В вашем другом ответе здесь stats.stackexchange.com/questions/107551/… вместо этого вы предлагаете начать с теста ADF. В конечном итоге это приводит к другому выводу, если ответ ADF - отклонить ноль, а ответ KPSS - отклонить ноль.
студент 1

1
@ student1 Поскольку последствия пропуска единичного корня, когда он присутствует, более опасны, чем учет наличия единичного корня, когда процесс на самом деле является стационарным, мы можем отдать предпочтение возможности отклонить гипотезу стационарности, когда существует единичный корень, а не отвергать единичный корень, когда процесс является стационарным. В этом смысле последовательность KPSS-ADF является более безопасным подходом.
Javlacalle

2

У вас есть несколько способов убрать временной ряд с целью сделать его стационарным:

  • Линейный тренд-тренд - это то, что вы скопировали. Это может не дать вам того, что вы желаете, так как вы произвольно фиксируете детерминированный линейный тренд.

  • Квадратичный детрендинг в некотором роде похож на линейный детрендинг, за исключением того, что вы добавляете «время ^ 2» и допускаете поведение экспоненциального типа.
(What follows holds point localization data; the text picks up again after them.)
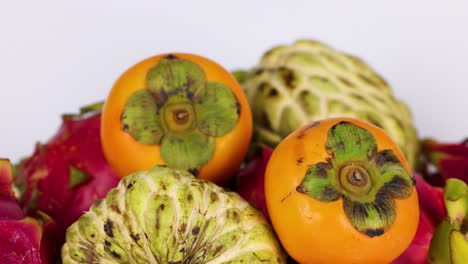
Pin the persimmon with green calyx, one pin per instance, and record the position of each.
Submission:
(181, 110)
(339, 190)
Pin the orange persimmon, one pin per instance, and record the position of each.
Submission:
(181, 110)
(340, 191)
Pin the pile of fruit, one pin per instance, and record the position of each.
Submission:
(308, 157)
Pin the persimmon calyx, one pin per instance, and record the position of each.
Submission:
(368, 181)
(181, 111)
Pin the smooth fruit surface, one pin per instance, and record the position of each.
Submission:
(340, 191)
(182, 110)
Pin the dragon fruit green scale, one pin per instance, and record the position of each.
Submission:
(308, 81)
(169, 216)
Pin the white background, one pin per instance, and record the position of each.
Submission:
(57, 56)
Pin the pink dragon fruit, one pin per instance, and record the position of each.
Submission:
(249, 181)
(449, 159)
(65, 176)
(432, 212)
(23, 239)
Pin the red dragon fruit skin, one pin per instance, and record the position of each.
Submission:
(450, 160)
(250, 180)
(432, 212)
(23, 239)
(65, 176)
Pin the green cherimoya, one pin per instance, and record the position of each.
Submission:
(169, 216)
(308, 81)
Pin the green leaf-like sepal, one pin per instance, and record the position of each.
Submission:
(141, 118)
(318, 183)
(181, 111)
(188, 151)
(218, 111)
(367, 180)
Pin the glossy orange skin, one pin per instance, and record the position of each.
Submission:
(318, 232)
(126, 155)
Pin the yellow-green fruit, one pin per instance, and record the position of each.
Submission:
(169, 216)
(308, 81)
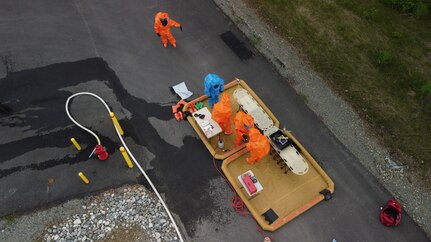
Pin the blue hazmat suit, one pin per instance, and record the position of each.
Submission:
(214, 85)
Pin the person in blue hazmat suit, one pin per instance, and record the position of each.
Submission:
(214, 85)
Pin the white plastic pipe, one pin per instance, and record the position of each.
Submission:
(127, 149)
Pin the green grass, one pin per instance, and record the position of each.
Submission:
(379, 54)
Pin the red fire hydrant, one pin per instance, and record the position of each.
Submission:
(101, 152)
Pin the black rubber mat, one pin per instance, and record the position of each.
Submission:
(236, 45)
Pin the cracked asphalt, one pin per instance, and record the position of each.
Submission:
(53, 49)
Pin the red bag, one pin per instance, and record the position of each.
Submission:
(391, 214)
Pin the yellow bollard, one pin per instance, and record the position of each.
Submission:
(126, 157)
(116, 123)
(75, 143)
(83, 177)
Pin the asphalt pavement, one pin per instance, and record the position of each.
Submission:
(52, 49)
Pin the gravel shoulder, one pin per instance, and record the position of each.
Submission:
(338, 115)
(130, 213)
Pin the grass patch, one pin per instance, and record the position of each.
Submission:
(379, 52)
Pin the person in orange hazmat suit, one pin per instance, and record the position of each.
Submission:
(222, 112)
(258, 145)
(243, 123)
(162, 27)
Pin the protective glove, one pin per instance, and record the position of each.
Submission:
(245, 137)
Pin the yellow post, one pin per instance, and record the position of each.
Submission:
(75, 143)
(116, 123)
(126, 157)
(83, 177)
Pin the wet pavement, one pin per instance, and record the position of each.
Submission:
(51, 50)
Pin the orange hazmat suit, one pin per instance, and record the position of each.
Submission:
(243, 123)
(258, 145)
(162, 27)
(222, 112)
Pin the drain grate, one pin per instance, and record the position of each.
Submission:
(236, 45)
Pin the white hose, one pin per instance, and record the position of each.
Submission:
(127, 149)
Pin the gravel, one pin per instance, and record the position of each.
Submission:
(339, 116)
(130, 213)
(125, 208)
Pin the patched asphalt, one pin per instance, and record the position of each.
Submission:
(51, 50)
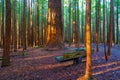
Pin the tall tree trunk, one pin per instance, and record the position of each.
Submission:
(117, 20)
(69, 27)
(88, 72)
(24, 25)
(97, 24)
(110, 28)
(15, 28)
(2, 27)
(37, 28)
(88, 41)
(6, 51)
(55, 26)
(104, 37)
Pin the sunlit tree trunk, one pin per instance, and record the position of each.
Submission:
(117, 20)
(24, 25)
(104, 37)
(54, 29)
(6, 51)
(2, 27)
(69, 27)
(37, 24)
(88, 40)
(110, 28)
(97, 24)
(15, 28)
(31, 26)
(88, 72)
(75, 24)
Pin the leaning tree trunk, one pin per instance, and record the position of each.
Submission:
(110, 28)
(54, 36)
(6, 51)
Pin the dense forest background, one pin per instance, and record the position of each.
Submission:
(30, 16)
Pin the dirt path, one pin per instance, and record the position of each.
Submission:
(41, 65)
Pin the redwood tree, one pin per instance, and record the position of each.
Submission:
(54, 31)
(6, 51)
(110, 28)
(88, 42)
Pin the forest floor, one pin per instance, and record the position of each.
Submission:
(39, 64)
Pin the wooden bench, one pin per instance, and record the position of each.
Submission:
(1, 58)
(76, 57)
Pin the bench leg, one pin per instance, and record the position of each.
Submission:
(77, 60)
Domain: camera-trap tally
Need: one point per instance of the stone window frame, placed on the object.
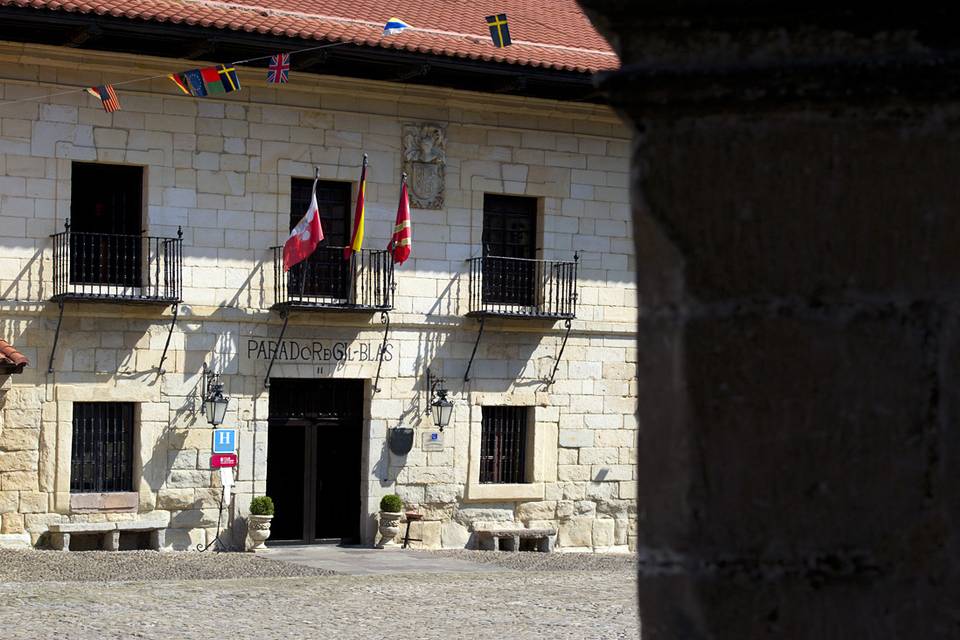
(130, 502)
(543, 452)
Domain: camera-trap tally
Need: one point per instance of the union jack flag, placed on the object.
(279, 70)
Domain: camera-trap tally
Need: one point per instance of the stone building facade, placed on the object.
(221, 170)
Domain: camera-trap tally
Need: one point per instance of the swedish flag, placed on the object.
(499, 30)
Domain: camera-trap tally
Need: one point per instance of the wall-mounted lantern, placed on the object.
(441, 409)
(214, 405)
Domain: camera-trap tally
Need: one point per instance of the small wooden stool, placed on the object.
(411, 518)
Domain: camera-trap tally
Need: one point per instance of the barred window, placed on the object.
(509, 247)
(102, 453)
(503, 445)
(106, 220)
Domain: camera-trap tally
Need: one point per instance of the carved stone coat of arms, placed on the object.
(424, 158)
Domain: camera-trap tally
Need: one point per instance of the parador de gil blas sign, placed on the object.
(319, 351)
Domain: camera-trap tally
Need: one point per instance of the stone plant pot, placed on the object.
(389, 528)
(258, 528)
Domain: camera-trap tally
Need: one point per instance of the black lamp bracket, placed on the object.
(210, 381)
(433, 383)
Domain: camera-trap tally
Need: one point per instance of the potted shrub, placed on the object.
(258, 522)
(391, 510)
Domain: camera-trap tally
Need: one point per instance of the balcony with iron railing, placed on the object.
(117, 267)
(522, 288)
(326, 281)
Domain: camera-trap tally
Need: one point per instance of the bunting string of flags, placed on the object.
(402, 241)
(222, 78)
(106, 94)
(499, 30)
(356, 242)
(278, 71)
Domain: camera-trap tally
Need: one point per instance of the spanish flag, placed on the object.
(357, 242)
(401, 240)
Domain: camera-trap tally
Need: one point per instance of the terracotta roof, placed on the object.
(552, 35)
(11, 360)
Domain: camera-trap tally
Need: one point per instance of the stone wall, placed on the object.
(794, 187)
(221, 170)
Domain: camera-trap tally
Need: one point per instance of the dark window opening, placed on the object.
(102, 452)
(326, 273)
(106, 244)
(509, 248)
(503, 445)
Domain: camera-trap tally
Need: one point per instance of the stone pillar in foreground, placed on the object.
(796, 193)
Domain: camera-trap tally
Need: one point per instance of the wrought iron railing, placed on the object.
(108, 266)
(522, 287)
(326, 280)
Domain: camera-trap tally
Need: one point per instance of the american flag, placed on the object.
(107, 96)
(279, 69)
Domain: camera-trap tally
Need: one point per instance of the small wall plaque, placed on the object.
(433, 441)
(400, 440)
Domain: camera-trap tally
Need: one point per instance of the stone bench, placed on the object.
(489, 538)
(109, 532)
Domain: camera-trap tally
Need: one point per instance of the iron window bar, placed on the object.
(326, 281)
(113, 267)
(130, 268)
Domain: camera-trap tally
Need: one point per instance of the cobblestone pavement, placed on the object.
(508, 604)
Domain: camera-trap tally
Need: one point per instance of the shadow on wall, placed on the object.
(29, 285)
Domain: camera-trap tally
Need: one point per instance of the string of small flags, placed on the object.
(223, 78)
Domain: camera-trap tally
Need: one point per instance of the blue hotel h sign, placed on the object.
(224, 440)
  • HP-фильтр от Hodrick and Prescott (1980) позволяет извлекать недетерминированный долгосрочный компонент серии. Таким образом, остаточный ряд является циклическим компонентом. Имейте в виду, что, поскольку это оптимальное средневзвешенное значение, оно страдает от смещения конечной точки (первые и последние 4 наблюдения ошибочно оценены).

  • Полосовой фильтр Бакстера и Кинга (1995), который по сути является фильтром скользящей средней, где вы исключаете высокие и низкие частоты.

  • Фильтр Кристиано-Фицджеральда.

Подводя итог, это зависит от вашего намерения, и некоторые фильтры могут лучше соответствовать вашим потребностям, чем другие.


«Когда что-то может быть сделано двумя способами, кто-то будет сбит с толку». (Это комментарий не к фильтрам / спектральному анализу, а к моей собственной неадекватности.) См. Также « Почему так много методов вычислений» на dsp.se.
Денис

1

Возможно, есть более чем одна тенденция. Возможно, есть сдвиг уровня. Возможно, отклонение ошибки со временем изменилось. В любом случае простое отклонение от нормы может быть неуместным. Хороший исследовательский анализ по линии http://www.unc.edu/~jbhill/tsay.pdf должен использоваться для определения характера данных / модели.


0

Я предлагаю взглянуть на анализ Singular Spectrum. Это непараметрический метод, который очень грубо можно рассматривать как PCA для временных рядов. Одним из полезных свойств является то, что он может эффективно де-тренд серии.


0

Вы должны тщательно исследовать эту тему и начать здесь.

http://www.stat.pitt.edu/stoffer/tsa3/

Главное, что вы ищете, это стационарность или нестационарность, потому что большинство статистических тестов предполагают, что данные распределяются нормально. Существуют разные способы преобразования данных в стационарные. Детрендинг является одним из методов, но он не подходит для некоторых видов нестационарных данных.

Если данные являются случайным блужданием с трендом, то вам, возможно, придется использовать дифференцирование.

Если данные показывают детерминированный тренд с сезонным или другим отклонением от тренда, следует начинать с тренда.

Возможно, вам придется экспериментировать с различными подходами.

Используя наш сайт, вы подтверждаете, что прочитали и поняли нашу Политику в отношении файлов cookie и Политику конфиденциальности.
Licensed under cc by-sa 3.0 with attribution required.